Tuesday, August 2, 2011

A mouse under my hat...or was it just a dream?

I dreamed that I was walking in Walmart with a field mouse hidden under my hat. I was working undercover for the Immigration Department.

I was on a secret mission to stop the Chinese government from selling baby goats as weed-eaters. I was also looking for some new shoes. I wanted something more fashionable than the sequined flip flops I had been wearing. I was looking for shoes with style and comfort, but not too concerned with flashiness or sparkly stuff. Anyway, back to the mission...

Walmart wanted to buy the baby goats until I told them that importing baby goats to use as weed-eaters was illegal. I showed them my badge and kept hoping the mouse wouldn't fall out from under my hat.

They promised not to buy any Chinese goats. I had them sign some papers and then I left.

As I walked away I looked down at the papers and they had some scribbling on them that I couldn't read. Nothing else just scribbling.

The Walmart guys tricked me.

I went home to a small house. The roof was full of fat guys that were speaking only in French.

They were wearing sweatsuits and berets.

I asked them why they were on my roof but they just said "croissants."

Then they started jumping up and down and shouting "croissants, croissants!", over and over.

I was afraid they would collapse my roof and I yelled at them but they could not understand me.

I went inside and found that my refrigerator was empty... except for a bag of croissants. I put the croissants under my coat and quickly went out the back door.

I heard the fat guys yelling something so I started running. I could hear them behind me yelling something angrily in French. I think they were mad because I had taken the croissants.

I kept running and their voices slowly faded into the distance.

I ran until I couldn't run any farther. ...and then I woke up in my living room ...out of breath and laying on my back.

I had nothing on but one shoe and a black sock and there was an empty croissant bag on my stomach.

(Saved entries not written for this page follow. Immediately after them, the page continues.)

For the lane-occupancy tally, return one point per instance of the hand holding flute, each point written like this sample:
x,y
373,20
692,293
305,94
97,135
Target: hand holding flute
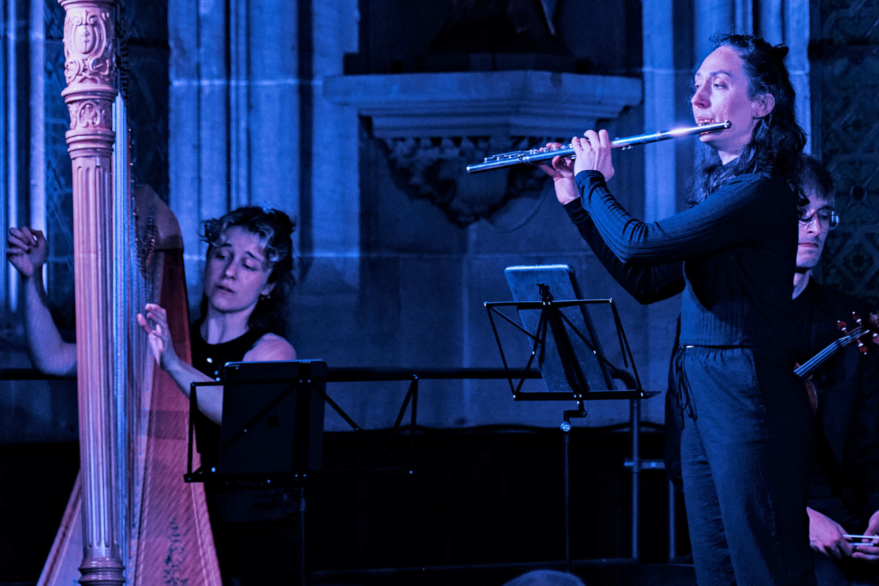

I reached up to check my hat. My hat and mouse were gone. I thought the French guys must have taken them. I felt I should call the police then I realized it was just a dream. I don't know who ate the croissants, but it wasn't me.

For some reason, I liked the mouse under my hat, and I missed him.

I clutched the croissant bag to my chest and began to cry.

When I had recovered I stood up straight and tall and bravely said, "I salute you little mouse, wherever you are."

Then I put the croissant bag on my head, saluted smartly and marched around my living room, holding back the tears and vowing to find the frenchmen.